In remarks from the Oval Office, Trump reiterated his threat to shut the border if Mexico, America’s third largest trading partner, cannot restrict a flow of asylumseekers trying to cross into the US. But the President’s economic team, concerned about the damage from such a move, said it was looking for ways to limit the fallout if Trump does so.
“Sure, it’s going to have a negative impact on the economy,” Trump said, adding, “but security is most important.” “Security is more important to me than trade,” he said.
Republican lawmakers, economists and business groups largely disagree with that assessment and warned this week that closing the border could cripple the flow of goods and workers and devastate US automakers and farmers, as well as other industries that depend on Mexico for sales and goods.
Is the decision feasible?
“Closing down the border will have a potentially catastrophic economic impact on our country,” Sen Mitch McConnell, R-Ky, and the Senate majority leader, said.
Mark Zandi, the chief economist at Moody’s Analytics, said that “a full shutdown of the US-Mexican border of more than several weeks would be the fodder for recessions in both Mexico and the US.”
Trump’s economic advisers have briefed him on the potential financial damage from a border shutdown and started looking for ways to mitigate it, including possibly keeping certain trading avenues open. Larry Kudlow, Director of the National Economic Council, said that the Trump administration was trying to secure the border without harming the economy.
“The question is,” he said, “can we deal with that and not have any economic damage? I think the answer is we can. People are looking at different options.”

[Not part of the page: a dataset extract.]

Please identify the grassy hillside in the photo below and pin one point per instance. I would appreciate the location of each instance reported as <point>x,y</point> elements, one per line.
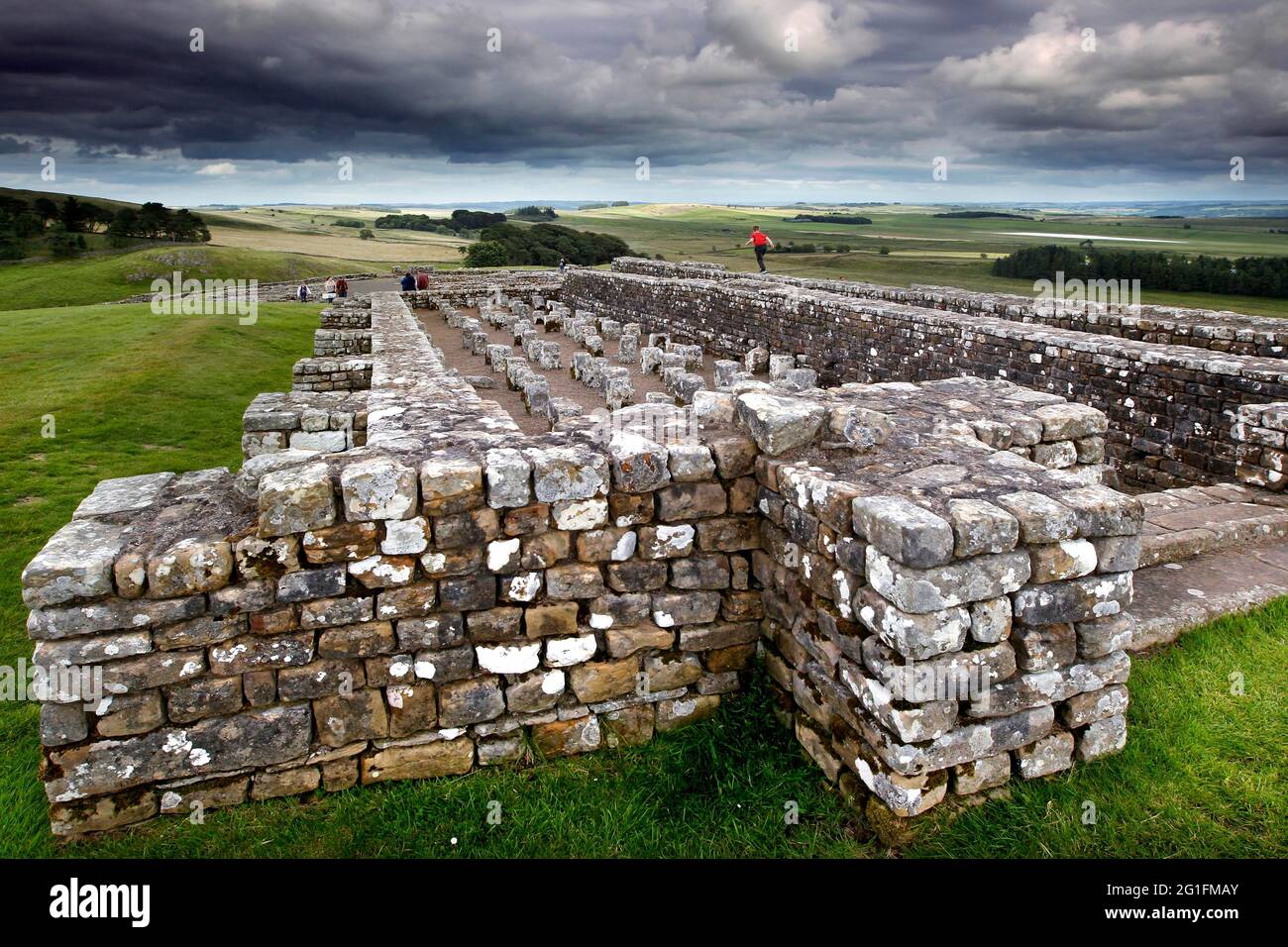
<point>313,231</point>
<point>1203,772</point>
<point>106,278</point>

But business leaders say there is no way to contain the damage from even a partial shutdown of the 2,000-mile border that the US shares with Mexico. Nearly $1.7 billion of goods and services flow across the border daily, as well as nearly a half-million legal workers, students, shoppers and tourists, the US Chamber of Commerce said Monday. On Tuesday, officials with the chamber called a partial border shutdown “uncharted territory” and said such a policy would have negative economic consequences, particularly for communities along the border.
“We don’t know whether that is feasible or not,” said Neil Bradley, the chamber’s Executive Vice-President and Chief Policy Officer.
Trump’s pledge to close the border comes in response to what officials with the Department of Homeland Security say is an increase in migrant families who are flooding America’s immigration system, leading to overflowing detention centers and mass releases of migrants.
While 76,000 migrants crossed the border in February, that number is nowhere near the migration levels seen in the early 2000s. And a majority of the migrants crossing the border now are Central American families looking for asylum, as opposed to Mexican individuals looking for work. Homeland security officials could quickly deport Mexican individuals seeking employment, but, by law, they cannot swiftly deport Central American families or unaccompanied children.
Homeland security officials have said they expect the number of crossings to surpass 100,000 this month.